レーネが藪から出て来た。「避難民がいたんだ。いま、そちらへ出す。──さ、どうぞ」
ボロボロの姿をした村人らしき人々が、山道に出て来た。男女、子供、それに老人も何人か居った。最後にシャケがヒョッコリと。
「17人」とレーネ。「キタリュードンラとユーコビンラの混成だそうだ。山賊に襲われ、逃げていたと」
「そうか。──我々は、ナダラカンミナットの兵だ。まずは、水を呑んで休まれよ。それから話を聞かせて頂きたい」
兵士の円陣が解けた。村人の世話に回るようだ。2人だけリーモの側に残ったが、レーネが戻って来るとその2人も世話に向かった。

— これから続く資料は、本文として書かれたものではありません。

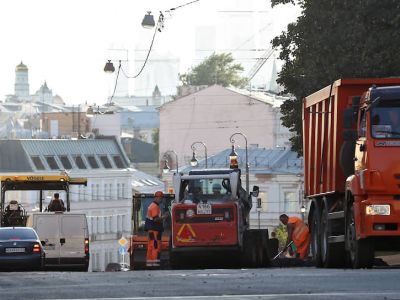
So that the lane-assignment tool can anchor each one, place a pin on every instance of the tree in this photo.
(335, 39)
(215, 69)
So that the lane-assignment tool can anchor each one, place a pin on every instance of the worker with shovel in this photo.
(298, 234)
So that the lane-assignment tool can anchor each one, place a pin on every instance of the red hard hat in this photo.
(159, 194)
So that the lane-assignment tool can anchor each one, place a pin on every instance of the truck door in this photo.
(360, 151)
(72, 239)
(47, 228)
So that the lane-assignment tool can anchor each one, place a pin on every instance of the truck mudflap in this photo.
(378, 217)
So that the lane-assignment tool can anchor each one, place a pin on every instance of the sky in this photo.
(67, 42)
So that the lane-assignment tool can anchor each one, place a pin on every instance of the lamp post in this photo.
(194, 162)
(247, 158)
(166, 168)
(303, 211)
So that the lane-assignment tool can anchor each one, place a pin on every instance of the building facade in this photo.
(107, 198)
(213, 114)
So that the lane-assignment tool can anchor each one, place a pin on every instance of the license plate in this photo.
(204, 209)
(15, 250)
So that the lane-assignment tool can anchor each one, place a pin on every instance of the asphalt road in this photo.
(273, 283)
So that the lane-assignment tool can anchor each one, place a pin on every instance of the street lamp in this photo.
(166, 167)
(303, 211)
(233, 154)
(109, 67)
(148, 21)
(194, 162)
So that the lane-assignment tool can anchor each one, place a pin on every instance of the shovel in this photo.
(283, 250)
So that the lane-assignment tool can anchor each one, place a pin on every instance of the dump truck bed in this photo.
(323, 132)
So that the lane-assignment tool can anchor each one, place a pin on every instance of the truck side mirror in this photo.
(348, 118)
(255, 191)
(136, 204)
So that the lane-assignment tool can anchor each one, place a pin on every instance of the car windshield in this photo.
(201, 189)
(17, 234)
(385, 120)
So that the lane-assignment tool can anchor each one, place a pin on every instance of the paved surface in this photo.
(273, 283)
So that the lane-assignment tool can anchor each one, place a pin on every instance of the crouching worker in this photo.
(298, 233)
(154, 228)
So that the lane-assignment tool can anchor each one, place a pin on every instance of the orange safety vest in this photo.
(153, 236)
(300, 232)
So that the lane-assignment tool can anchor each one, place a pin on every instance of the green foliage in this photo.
(281, 234)
(215, 69)
(331, 40)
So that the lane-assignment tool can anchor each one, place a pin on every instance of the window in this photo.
(37, 162)
(106, 163)
(79, 162)
(385, 120)
(52, 163)
(92, 162)
(118, 162)
(65, 162)
(264, 201)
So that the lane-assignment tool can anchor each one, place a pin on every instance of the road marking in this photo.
(366, 294)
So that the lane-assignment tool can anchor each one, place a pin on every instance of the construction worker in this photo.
(154, 228)
(298, 233)
(56, 204)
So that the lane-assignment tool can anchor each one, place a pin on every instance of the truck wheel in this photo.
(361, 251)
(332, 254)
(315, 242)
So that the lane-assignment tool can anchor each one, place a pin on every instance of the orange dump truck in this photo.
(351, 142)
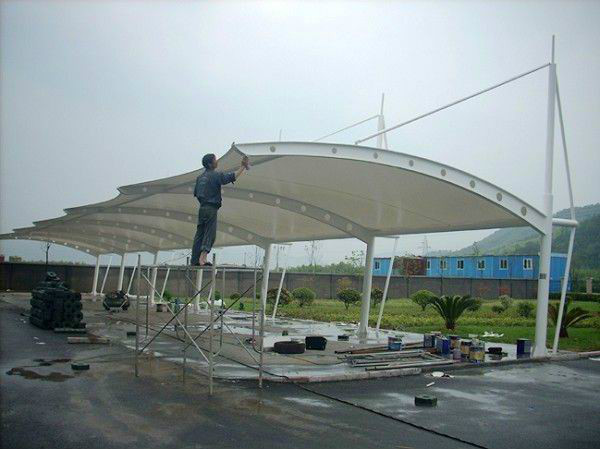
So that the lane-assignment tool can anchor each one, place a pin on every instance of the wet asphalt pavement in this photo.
(45, 404)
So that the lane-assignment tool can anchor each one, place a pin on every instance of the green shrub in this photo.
(578, 296)
(525, 309)
(284, 297)
(304, 295)
(376, 296)
(476, 305)
(422, 298)
(570, 317)
(349, 296)
(451, 308)
(344, 284)
(498, 309)
(506, 302)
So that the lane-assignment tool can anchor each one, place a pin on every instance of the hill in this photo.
(526, 241)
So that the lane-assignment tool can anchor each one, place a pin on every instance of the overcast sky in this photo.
(100, 94)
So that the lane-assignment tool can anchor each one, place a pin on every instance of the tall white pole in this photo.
(198, 288)
(565, 284)
(287, 258)
(121, 272)
(366, 296)
(154, 276)
(131, 279)
(563, 291)
(96, 273)
(541, 319)
(105, 275)
(380, 124)
(264, 287)
(387, 284)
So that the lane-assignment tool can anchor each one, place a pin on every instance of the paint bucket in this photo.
(454, 341)
(456, 354)
(394, 343)
(477, 352)
(465, 349)
(442, 345)
(428, 340)
(523, 346)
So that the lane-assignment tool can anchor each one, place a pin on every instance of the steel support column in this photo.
(264, 287)
(541, 319)
(121, 272)
(96, 273)
(366, 297)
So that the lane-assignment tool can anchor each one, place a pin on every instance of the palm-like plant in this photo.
(451, 308)
(570, 317)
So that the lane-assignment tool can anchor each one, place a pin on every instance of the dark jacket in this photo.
(208, 187)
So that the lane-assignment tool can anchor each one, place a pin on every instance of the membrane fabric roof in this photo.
(294, 191)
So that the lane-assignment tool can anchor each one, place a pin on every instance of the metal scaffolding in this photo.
(212, 336)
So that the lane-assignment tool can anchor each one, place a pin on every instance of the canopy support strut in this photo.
(541, 319)
(366, 297)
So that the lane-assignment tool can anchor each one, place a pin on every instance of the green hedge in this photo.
(577, 296)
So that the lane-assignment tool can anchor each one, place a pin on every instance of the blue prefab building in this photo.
(487, 267)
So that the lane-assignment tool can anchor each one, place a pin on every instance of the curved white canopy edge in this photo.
(295, 191)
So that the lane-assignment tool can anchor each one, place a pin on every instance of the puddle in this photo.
(309, 402)
(32, 375)
(44, 362)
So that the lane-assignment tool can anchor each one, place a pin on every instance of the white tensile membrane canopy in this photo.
(299, 191)
(294, 191)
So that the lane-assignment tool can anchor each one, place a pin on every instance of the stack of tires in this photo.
(53, 305)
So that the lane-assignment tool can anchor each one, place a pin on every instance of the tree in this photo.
(570, 317)
(376, 296)
(349, 296)
(284, 296)
(422, 298)
(313, 251)
(304, 295)
(451, 308)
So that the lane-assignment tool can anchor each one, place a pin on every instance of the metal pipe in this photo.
(264, 287)
(121, 273)
(279, 292)
(366, 296)
(565, 284)
(198, 289)
(563, 291)
(131, 279)
(154, 275)
(105, 275)
(347, 127)
(514, 78)
(96, 273)
(137, 317)
(541, 321)
(387, 284)
(210, 333)
(564, 222)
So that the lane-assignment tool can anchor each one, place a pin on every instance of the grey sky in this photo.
(99, 94)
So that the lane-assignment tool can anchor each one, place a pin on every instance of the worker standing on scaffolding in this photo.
(208, 193)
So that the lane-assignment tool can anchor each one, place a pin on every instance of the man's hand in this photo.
(245, 163)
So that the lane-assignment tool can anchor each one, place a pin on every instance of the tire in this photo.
(289, 347)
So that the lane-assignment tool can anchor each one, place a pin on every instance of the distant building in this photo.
(410, 266)
(483, 267)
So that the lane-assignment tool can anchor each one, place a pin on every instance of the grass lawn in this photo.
(403, 314)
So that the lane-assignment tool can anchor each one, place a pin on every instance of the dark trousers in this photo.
(206, 231)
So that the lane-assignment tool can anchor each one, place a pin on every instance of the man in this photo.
(208, 193)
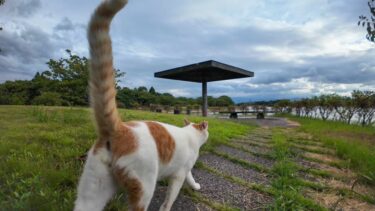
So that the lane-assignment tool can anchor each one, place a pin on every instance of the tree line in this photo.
(65, 83)
(360, 105)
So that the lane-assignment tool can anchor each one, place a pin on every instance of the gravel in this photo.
(182, 203)
(254, 149)
(223, 191)
(227, 167)
(245, 156)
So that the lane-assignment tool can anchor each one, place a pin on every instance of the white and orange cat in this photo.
(134, 155)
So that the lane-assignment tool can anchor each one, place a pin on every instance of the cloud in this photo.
(296, 48)
(23, 8)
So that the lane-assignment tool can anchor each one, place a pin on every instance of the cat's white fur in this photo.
(97, 184)
(141, 163)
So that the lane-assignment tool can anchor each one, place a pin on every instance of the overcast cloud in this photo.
(296, 48)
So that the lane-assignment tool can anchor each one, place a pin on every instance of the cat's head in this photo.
(201, 128)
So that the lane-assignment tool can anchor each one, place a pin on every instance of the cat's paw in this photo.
(196, 186)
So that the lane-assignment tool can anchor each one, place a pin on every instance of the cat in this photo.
(136, 154)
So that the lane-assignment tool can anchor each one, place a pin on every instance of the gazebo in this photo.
(204, 72)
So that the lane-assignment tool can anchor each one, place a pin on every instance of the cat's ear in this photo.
(186, 122)
(204, 125)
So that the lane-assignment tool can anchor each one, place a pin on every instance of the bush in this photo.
(48, 99)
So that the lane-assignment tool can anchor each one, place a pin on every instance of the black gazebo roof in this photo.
(204, 72)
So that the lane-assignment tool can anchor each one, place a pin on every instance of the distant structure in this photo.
(204, 72)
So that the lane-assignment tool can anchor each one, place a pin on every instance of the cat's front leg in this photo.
(191, 182)
(174, 186)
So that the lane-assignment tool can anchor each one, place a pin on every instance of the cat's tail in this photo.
(102, 80)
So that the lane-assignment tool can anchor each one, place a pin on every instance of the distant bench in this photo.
(234, 114)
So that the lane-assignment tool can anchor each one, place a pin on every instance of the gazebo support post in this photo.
(204, 98)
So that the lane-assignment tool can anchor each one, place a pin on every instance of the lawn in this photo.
(353, 143)
(40, 149)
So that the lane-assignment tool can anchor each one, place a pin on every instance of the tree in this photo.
(152, 90)
(369, 21)
(365, 102)
(325, 106)
(1, 3)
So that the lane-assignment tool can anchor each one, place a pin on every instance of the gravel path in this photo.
(245, 156)
(225, 192)
(228, 194)
(183, 203)
(254, 149)
(227, 167)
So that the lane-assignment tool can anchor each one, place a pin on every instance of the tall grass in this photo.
(40, 149)
(353, 143)
(286, 182)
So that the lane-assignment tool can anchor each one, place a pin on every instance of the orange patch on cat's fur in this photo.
(164, 141)
(132, 185)
(201, 126)
(132, 123)
(124, 142)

村人どもはボソボソと感謝の言葉を述べながら水を呑んだ。みなゲッソリとしておる。土にまみれ、顔や首筋を虫に噛まれて赤く腫れ上がらせ、目に気力がない。無理もなかった。山賊に襲われたのは一昨日のはずだから、もう2日も山中を彷徨って(さまよって)おるのだ。
──その中に、リーモが生まれたときから見てきた夫婦がいた。
「・・・おっ父。おっ母」
「ん? なに、リーモ」
「おっ父! おっ母!」
勇気の女神にオンナにされた少年、オンサレーン。
彼の、おっ父とおっ母が、そこにいたのだ。